In terms of the data, which is compiled by annually surveying physicians to provide updates on existing procedures and to introduce new ones, the report found the RUC survey's response rate was low. For 2015, the median number of responses to the 231 surveys conducted was 52 for a rate of 2.2%, with less than 30 respondents for 23 surveys.
“Given the process and data-related weaknesses associated with the RUC's recommendations, such heavy reliance on the RUC could result in inaccurate Medicare payment rates,” the report concluded.
The RUC consists of 31 physicians who span the spectrum of medical specialties. Since 1991, the committee has provided recommendations to the CMS on the value of physicians' work. The CMS in turn considers that and decides whether to approve the recommendations. Those are reflected in updates made to the physician payment schedule. The schedule comes from a resource-based relative value scale, a reimbursement system instituted in 1992 as an alternative to the previous payment model that was based on charges.
The physician's work is just one of three components the CMS considers when determining the total relative value of a service, but it is a major part, accounting for 48% of consideration, according to the AMA. The work value is based on factors such as the time it takes to perform a service, the technical skill and physical effort involved in performing the service, the mental effort involved, and the stress that a doctor may incur due to the potential risk to the patient that a procedure carries, according to the AMA.
RUC's influence over these rates has been controversial for years. Critics have called on HHS to use an independent body to prevent conflicts of interest.

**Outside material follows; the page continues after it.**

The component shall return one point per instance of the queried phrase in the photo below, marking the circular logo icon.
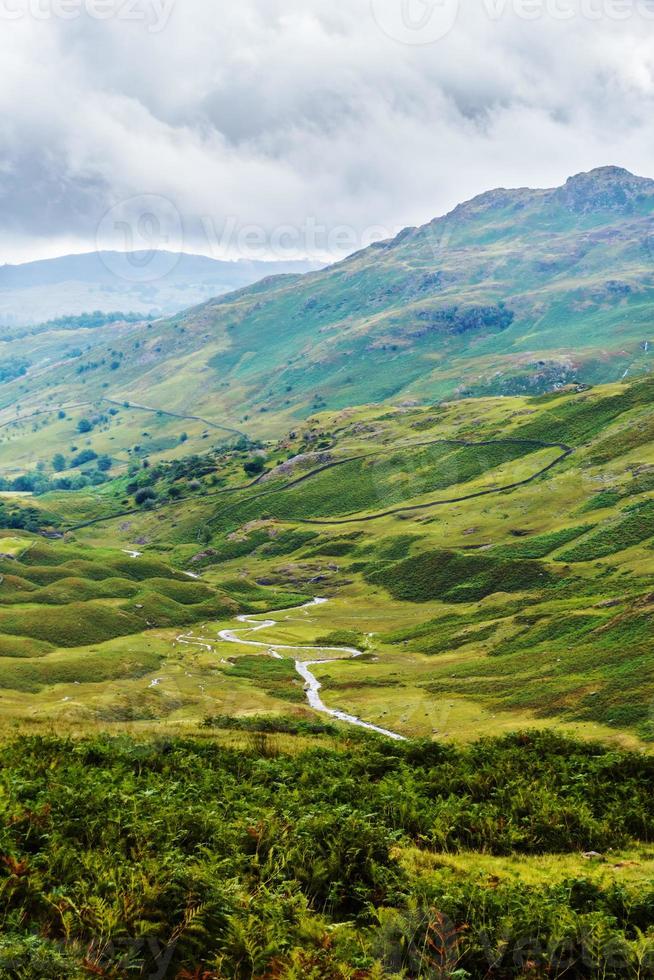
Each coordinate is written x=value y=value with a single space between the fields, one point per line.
x=415 y=21
x=139 y=239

The CMS sets payment rates for about 7,000 physicians' services, according to the report. Medicare spent approximately $70 billion for physicians' services in 2013.
The report recommended that the CMS better document how it reviews RUC's recommendations and develop a way to inform the public of potentially misvalued services identified by RUC.
In comments responding to the GAO's findings, the AMA said it agreed with the report's recommendations, but contended it failed to sufficiently acknowledge the challenges involved in collecting survey data that was reliable, particularly for services with low volume.